1 year ago, I thought I was going to die in active addiction and alcoholism. I was severely addicted to very high doses of prescribed Fentynal patches, handfuls of Vicodin daily, benzos. And a drunken alcoholic. After an overdose, and a failed suicide attempt.
I surrendered ...
After numerous attempts to seek help thru a detox facility, and denied except for a 3 day alcohol detox, no place would take me on fentynal and benzos because it was a lengthy tapering process. I was scared to death. Desperate and terrified that I was so sick from using for 6 years, drinking for most of my life with periods of sobriety, one lengthy 17 years ago. Yet always relapsed over presciption meds prescribed from a near fatal car accident " alcohol related " and lived with cronic pain.
I found this forum, after sharing with my Dr about a desire to come off the pain meds prescribed by another PCD who abruptly dropped me after an 11 year relationship. Leaving me with no meds, and no Dr who would take me as I was labeled a drug addict. " which I was " but only started abusing my meds 6 months before I stopped. My Dr had no idea the process of detoxing off all the meds but to offer soboxone which I declined, knowing it was another drug I would have to detox from down the road.
It was here I found help when I was HONESTLY ready to stop.
People who had come off the same meds I was on, some will remember me. I was terrified, but ready. So I choose to start my process of detox.
I was told what to expect, how to handle the physical stuff that was going to happen, and it was pure hell. Absolute hell. But I needed to stop. And trusted what people shared. So I started my tapering cold turkey, NOT RECOMMEDED for the faint of heart, nor if you are not serious about cleaning up your life. Maybe you want to wait till it gets so bad that you choose death imstead, If you survive.

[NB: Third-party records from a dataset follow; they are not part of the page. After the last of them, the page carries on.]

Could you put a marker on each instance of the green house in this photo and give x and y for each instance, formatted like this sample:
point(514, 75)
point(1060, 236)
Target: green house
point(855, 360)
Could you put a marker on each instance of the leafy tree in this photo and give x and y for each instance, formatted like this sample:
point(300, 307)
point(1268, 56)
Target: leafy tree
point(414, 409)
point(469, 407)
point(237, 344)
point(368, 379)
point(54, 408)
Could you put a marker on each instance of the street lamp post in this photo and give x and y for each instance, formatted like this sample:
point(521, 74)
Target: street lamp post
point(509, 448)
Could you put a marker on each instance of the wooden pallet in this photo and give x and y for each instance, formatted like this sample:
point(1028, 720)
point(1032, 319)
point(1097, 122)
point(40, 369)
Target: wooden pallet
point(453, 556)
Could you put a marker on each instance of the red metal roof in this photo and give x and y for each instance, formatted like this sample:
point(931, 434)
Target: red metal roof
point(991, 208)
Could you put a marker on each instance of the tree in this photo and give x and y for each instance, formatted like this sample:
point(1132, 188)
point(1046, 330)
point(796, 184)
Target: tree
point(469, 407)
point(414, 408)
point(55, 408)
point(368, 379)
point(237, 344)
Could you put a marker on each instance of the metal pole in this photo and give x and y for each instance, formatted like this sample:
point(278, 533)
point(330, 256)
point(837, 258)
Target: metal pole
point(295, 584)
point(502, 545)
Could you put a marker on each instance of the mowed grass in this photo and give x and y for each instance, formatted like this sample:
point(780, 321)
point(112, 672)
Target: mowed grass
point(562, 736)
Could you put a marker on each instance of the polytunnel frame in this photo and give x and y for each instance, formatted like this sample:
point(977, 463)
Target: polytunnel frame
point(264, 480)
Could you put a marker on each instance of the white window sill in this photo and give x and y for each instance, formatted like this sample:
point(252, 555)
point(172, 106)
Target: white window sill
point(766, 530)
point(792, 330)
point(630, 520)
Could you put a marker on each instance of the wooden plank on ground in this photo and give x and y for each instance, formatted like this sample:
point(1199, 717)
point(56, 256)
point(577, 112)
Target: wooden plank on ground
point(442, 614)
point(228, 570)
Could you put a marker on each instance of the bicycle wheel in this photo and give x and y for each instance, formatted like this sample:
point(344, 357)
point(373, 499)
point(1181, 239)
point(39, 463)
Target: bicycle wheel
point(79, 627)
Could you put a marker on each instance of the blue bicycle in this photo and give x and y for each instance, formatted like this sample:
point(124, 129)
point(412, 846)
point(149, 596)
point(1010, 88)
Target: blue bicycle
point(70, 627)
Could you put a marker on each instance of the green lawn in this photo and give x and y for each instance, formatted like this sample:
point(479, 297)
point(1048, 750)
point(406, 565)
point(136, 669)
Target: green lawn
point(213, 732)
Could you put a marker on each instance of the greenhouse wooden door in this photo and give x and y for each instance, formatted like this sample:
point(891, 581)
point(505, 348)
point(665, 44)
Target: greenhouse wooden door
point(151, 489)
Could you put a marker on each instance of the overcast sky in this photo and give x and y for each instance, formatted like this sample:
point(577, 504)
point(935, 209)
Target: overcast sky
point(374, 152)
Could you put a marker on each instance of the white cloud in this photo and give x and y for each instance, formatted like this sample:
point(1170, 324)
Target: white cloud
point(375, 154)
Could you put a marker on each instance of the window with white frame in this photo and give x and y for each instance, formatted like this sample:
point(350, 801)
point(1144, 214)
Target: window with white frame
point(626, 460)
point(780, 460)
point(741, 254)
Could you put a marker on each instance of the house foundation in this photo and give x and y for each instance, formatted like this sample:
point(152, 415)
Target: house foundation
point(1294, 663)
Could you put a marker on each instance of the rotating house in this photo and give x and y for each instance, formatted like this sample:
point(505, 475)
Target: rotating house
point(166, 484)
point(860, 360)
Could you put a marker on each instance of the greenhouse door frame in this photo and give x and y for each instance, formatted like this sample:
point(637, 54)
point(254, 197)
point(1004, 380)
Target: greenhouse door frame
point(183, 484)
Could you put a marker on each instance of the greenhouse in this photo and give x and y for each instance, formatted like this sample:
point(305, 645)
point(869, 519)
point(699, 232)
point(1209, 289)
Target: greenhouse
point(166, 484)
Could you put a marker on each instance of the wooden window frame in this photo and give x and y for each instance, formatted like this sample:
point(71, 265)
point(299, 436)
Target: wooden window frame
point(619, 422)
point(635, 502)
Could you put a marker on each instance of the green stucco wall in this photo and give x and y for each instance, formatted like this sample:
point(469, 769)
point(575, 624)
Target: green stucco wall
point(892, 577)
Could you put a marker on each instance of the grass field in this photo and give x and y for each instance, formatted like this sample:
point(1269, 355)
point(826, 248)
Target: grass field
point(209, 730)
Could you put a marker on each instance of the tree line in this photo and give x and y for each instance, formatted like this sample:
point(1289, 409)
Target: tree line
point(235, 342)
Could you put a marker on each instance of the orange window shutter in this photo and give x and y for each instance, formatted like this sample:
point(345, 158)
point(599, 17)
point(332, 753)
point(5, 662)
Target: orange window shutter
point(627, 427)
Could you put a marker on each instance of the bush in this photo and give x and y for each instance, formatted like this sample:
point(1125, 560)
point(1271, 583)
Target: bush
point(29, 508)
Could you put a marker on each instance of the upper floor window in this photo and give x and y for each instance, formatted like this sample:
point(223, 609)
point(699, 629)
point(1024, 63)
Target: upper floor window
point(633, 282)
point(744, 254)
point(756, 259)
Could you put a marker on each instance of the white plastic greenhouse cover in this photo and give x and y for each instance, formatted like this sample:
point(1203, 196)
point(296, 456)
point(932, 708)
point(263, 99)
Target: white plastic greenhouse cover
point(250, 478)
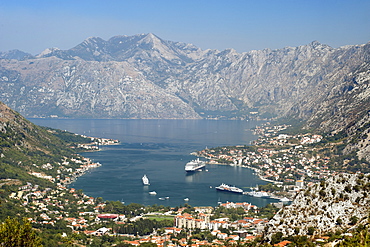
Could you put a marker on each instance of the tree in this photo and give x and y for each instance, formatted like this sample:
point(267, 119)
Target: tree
point(14, 233)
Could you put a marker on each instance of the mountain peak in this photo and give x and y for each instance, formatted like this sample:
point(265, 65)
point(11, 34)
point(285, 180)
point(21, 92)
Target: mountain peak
point(48, 51)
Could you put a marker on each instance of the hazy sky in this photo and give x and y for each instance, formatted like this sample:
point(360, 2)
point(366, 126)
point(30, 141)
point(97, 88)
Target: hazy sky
point(34, 25)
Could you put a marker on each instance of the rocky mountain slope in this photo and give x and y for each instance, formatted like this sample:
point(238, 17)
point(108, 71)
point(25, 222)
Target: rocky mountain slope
point(143, 76)
point(340, 203)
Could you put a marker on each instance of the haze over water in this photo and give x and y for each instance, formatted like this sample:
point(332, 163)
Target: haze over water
point(160, 149)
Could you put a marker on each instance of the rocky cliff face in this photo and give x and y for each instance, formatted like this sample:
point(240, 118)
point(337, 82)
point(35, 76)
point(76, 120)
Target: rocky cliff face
point(340, 203)
point(143, 76)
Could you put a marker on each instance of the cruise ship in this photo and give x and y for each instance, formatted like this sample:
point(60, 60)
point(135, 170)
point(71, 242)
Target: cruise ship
point(145, 180)
point(194, 165)
point(228, 188)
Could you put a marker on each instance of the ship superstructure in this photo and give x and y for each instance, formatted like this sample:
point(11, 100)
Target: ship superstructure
point(194, 165)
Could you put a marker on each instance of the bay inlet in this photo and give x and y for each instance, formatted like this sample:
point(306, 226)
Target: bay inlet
point(160, 149)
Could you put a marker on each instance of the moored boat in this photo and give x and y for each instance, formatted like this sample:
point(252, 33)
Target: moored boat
point(145, 180)
point(194, 165)
point(258, 193)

" I say this because this addiction WILL kill you, or worse leave you on a life support in which then your spouse, parent, or even your child will make the end of life decision for you " this is not a joke.
My detox was horrendous, because the tapering was too much, I did in 3 months what most people do in 9 months to a year. That was a personal choose.
But people here, walked me thru hours that turned into days, then months of physical withdrawl which was not pretty, nor easy. It's not suppose to be ! After years of addictions within months. I was completly clean.
Still delt with side effects from detoxing, but nothing as unbearable as being addicted and not knowing where the next high was coming from, the come downs, the depression, the fear, the doing anything to insure I had the money to get my high, the exsausting planning, the lying and manipulating that went on for years. That was unbearable.
Today I am 11 months clean and sober thanks to the kind people here. And the attendance of daily AA meeting and NA meetings.
I celebrated a Birthday today which 12 months ago I knew I wouldn't see.
I would not trade my life today for anything, and there's no substance " drugs or alcohol " that I crave or would concider taking today, for fear of going back to that hell I spent years in battling addiction.
So if you are here today, thinking about stopping, or planning to. Please, please, take the advice of those who have been clean. Or are getting clean. Your life depends on it.
If I continue doing what I'm doing in 3 week I will be a year clean again. That's amazing. For this addict who couldn't go a day without using.
Life is damn good. Certainly not perfect nor do I need it to be. I just want to be clean. And the best gift is. I don't hurt those who love me anymore with the constant worry of when I'm going to die, or worse hurt someone else while high. People trust me today. The jobs I lost are replaced with ones that help other recover today.
Anyone here tonight, if serious about getting clean, can. It will be hard.
But I promise. You will forever be grateful not to be in active addiction.